By Jessie Archambault

“We advocate for people to wear their pins beside their poppy,” said Dufay. The I Remember For Peace is an experimental phase to bring an online campaign for peace to materialize.

An Algonquin graduate is at the center of the white poppy pins campaign that is part of a student activist group to remember peace on Nov. 11.

“Our goal is not to offend anybody,” said Celyn Dufay, 25. “We want to provide another vehicle to get young Canadians involved in Remembrance Day ceremonies.”

A group of five students from post-secondary schools in Ottawa had been distributing one-inch wide pins. The pin reads “I Remember For Peace” over top a printed white poppy.

The white poppy is usually associated with anti-war movements and remembrance of casualties of war.

“Pins are free, there’s no donations required,” said Dufay.

Some still consider this a rivalry with the traditional red poppies the veterans distribute for donations in early November.

“It would be a decent idea with good meaning if it was on any other day of the year,” said Joe Tobin, who spent five years in the Forces as a signal operator. “But to try and steal the traditional poppies’ thunder is an insult to all those who served and currently serve.” Tobin spent studied for a semester at Algonquin in the electrician technique program.

But some like the idea.

“The pro-peace message is very honourable,” said Brigitte Roberge, a University of Ottawa human kinetic student who isn’t affiliated with the campaign. “It’s an important thing to promote.”

A press conference took place a week before Remembrance Day and the campaign was officially launched.

David Stripp, a graduate of the advertising program at Algonquin, prefers the red poppy.

“I don't think Remembrance Day was never a celebration of anything,” he wrote in an email. “It's a day to remember. Remember the sacrifice of soldiers, the price of war and yes, the necessity of it.”

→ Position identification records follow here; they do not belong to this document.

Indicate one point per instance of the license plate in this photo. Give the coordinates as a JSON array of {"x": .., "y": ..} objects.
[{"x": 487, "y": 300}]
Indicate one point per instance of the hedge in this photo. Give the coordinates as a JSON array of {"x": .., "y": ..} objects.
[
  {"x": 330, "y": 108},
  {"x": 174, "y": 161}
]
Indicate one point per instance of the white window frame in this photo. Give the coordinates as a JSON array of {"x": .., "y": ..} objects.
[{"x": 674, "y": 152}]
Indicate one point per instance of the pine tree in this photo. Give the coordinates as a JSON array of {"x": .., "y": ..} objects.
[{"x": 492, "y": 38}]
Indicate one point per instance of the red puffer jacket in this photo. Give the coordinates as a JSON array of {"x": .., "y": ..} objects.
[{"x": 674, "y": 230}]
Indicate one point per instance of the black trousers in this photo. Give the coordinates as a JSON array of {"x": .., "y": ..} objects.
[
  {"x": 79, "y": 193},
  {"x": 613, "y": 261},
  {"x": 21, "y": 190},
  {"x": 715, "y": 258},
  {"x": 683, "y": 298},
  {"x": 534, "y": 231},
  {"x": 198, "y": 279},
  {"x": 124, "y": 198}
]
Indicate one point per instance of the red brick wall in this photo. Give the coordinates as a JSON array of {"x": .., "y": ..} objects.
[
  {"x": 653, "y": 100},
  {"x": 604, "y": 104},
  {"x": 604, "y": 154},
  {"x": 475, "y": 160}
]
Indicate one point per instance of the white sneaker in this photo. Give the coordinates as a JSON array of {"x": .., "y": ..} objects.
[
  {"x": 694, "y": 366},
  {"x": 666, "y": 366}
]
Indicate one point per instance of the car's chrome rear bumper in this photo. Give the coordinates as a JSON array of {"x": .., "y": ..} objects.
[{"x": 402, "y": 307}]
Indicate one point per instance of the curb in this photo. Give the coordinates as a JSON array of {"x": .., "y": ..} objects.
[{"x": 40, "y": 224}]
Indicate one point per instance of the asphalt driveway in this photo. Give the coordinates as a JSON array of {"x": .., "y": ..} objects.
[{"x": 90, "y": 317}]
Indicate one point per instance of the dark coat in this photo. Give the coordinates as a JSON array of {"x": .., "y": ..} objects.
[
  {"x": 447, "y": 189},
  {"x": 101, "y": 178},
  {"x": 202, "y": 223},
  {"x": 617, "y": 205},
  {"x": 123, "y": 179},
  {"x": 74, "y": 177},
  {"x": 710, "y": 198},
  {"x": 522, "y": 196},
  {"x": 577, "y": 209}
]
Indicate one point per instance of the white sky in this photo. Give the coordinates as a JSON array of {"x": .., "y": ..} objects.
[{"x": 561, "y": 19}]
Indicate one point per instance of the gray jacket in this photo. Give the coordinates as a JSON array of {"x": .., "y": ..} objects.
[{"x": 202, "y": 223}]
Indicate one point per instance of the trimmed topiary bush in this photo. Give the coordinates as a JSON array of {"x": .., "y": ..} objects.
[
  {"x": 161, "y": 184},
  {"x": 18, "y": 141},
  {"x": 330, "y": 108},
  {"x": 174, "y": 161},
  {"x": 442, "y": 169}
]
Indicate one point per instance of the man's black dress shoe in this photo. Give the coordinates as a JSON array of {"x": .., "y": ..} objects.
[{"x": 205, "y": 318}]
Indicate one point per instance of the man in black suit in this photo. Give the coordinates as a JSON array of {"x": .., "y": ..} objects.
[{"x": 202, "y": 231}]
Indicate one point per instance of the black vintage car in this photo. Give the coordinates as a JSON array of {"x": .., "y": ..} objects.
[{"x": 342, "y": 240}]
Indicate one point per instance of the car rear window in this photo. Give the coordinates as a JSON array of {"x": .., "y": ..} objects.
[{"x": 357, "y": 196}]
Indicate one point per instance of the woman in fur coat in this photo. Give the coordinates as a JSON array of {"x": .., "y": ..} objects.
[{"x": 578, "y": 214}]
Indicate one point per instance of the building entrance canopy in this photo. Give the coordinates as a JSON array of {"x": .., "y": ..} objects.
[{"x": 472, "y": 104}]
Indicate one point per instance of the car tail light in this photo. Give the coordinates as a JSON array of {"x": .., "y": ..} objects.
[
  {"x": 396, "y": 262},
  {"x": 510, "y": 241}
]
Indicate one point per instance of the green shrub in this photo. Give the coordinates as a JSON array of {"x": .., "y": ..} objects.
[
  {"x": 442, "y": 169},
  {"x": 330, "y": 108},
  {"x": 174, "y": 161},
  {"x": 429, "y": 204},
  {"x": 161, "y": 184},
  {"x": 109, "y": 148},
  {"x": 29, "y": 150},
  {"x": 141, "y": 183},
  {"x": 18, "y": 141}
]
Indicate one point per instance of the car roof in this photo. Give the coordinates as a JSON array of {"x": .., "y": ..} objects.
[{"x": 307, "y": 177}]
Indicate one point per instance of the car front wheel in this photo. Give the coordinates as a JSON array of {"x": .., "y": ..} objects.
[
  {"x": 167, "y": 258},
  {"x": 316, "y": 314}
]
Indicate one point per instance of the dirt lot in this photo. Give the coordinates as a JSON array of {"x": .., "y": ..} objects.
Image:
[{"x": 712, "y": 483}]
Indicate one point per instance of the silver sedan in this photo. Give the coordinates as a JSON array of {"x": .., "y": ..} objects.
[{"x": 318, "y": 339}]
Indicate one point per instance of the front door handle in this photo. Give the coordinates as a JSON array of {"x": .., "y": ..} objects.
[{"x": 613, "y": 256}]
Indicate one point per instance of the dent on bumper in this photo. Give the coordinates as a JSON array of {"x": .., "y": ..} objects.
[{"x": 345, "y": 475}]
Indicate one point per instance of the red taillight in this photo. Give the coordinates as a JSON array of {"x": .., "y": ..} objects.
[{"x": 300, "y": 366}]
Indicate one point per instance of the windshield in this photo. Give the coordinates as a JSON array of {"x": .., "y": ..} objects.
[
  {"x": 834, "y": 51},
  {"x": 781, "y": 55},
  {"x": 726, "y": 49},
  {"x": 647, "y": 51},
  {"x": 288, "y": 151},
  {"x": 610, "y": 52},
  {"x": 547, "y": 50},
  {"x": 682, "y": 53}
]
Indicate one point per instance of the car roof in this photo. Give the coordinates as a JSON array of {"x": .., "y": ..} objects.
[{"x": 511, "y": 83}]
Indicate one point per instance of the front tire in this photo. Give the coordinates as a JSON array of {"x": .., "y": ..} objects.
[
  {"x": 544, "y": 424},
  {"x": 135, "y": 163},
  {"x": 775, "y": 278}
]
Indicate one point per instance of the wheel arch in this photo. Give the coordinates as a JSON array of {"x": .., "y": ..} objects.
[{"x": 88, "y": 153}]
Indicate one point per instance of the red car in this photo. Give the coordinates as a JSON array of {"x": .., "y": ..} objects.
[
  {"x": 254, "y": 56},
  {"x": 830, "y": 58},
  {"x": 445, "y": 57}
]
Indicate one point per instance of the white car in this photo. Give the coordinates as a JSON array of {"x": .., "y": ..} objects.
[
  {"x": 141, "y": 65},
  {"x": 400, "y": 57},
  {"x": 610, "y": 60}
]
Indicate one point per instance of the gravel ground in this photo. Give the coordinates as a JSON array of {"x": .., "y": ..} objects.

He adds that peace is a noble goal but the campaign is flawed for claiming young people don’t want to celebrate war on Remembrance Day.

“We must remember the sacrifices so that it doesn’t happen again,” said Stripp.

“I think (the white poppy campaign) is completely disrespectful,” said Tobin, 23.

Only 2,500 white poppy pins were made in comparison to the millions of red poppies produced for the veterans each year.

“I’ve distributed 800 of them on (University of Ottawa) campus,” he said. “We only have a couple hundred left.”

The student activists are working alongside Cease Fire, an online initiative to promote peace and disarmament based in Ottawa. Cease Fire is a social activist network of supporters nation-wide. They are affiliated with the Rideau Institute which funded the production of the pins.

The campaign originated on Cease Fire’s website as an online only initiative. The student activists were put in charge of materializing it through the white poppy pins.

“It’s an experimental phase of transforming the online campaign,” said Dufay who now studies political science and history at the University of Ottawa.

Every year, Roberge proudly wears her red poppy to honour her friend, an Afghanistan veteran. But this year, she considered Dufay’s pins.

“I would wear the two together because of the messaging on the pin,” she said.